The second amendment to the United States Constitution says:
A well regulated militia, being necessary to the security of a free state, the right of the [militia] to keep and bear arms, shall not be infringed.
Well...something like that. (For those of you who didn't know, the second instance of the word "militia"--in brackets--really says "people". It's said that for about 220 years.)
Two of three judges on the federal appeals court understood this distinction when, yesterday, the court overturned a handgun ban in the District of Columbia.
In a rather "duh" moment, the court stated that Second Amendment activities
are not limited to militia service, nor is an individual's enjoyment of the right contingent upon his or her continued intermittent enrollment in the militia.
It is interesting that the second amendment text refers to a "well-regulated militia". But it goes without saying that it grants to the people the right to own firearms. Let's look back at the original intent of the populace at the time the United States Constitution. James Madison, author of the second amendment, wrote in the Federalist Papers, which were used to influence the representatives of the different states to vote in favor of the new Constitution, said:
The advantage of being armed . . . the Americans possess over the people of all other nations . . . Notwithstanding the military establishments in the several Kingdoms of Europe, which are carried as far as the public resources will bear, the governments are afraid to trust the people with arms.
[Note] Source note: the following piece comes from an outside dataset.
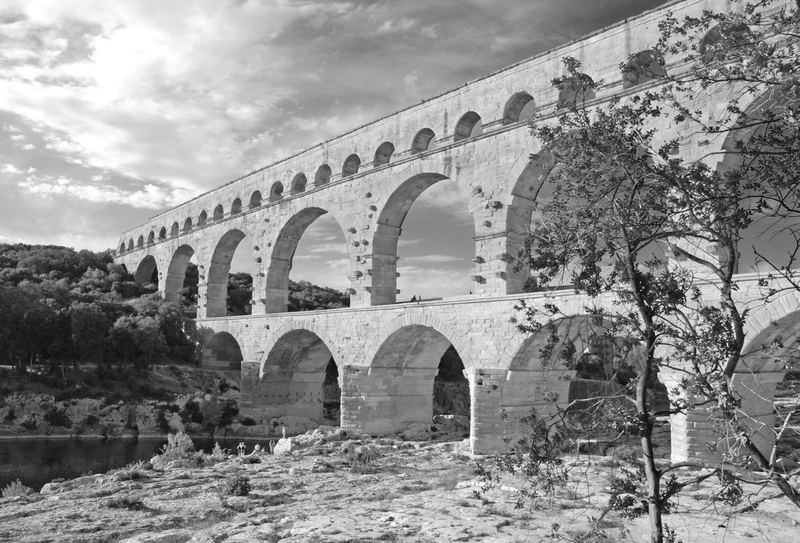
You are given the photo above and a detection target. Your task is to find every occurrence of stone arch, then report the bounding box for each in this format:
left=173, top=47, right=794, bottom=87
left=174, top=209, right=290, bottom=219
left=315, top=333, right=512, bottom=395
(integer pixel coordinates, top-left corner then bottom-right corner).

Richard Henry Lee, Virginia delegate to the Continental Congress, was equally clear.
To preserve liberty, it is essential that the whole body of the people always possess arms, and be taught alike, especially when young, how to use them.
There are more quotes to be found in the 1982 report of the Senate subcommittee on the Constitution that make this sentiment beyond clear. History, in politics as in science, is to be valued. The history in this case is incontrovertible.
The District of Columbia was wrong. It's refreshing to see a judicial authority interpret something correctly for once with regard to the second amendment. In yesterday's case, the federal appeals court stated
The operative clause, properly read, protects the ownership and use of weaponry beyond that needed to preserve the state militias. Again, we point out that if the competent drafters of the Second Amendment had meant the right to be limited to the protection of state militias, it is hard to imagine that they would have chosen the language they did. We therefore take it as an expression of the drafters’ view that the people possessed a natural right to keep and bear arms, and that the preservation of the militia was the right’s most salient political benefit—and thus the most appropriate to express in a political document.
There you have it. It's pretty obvious. So why are we still having this argument?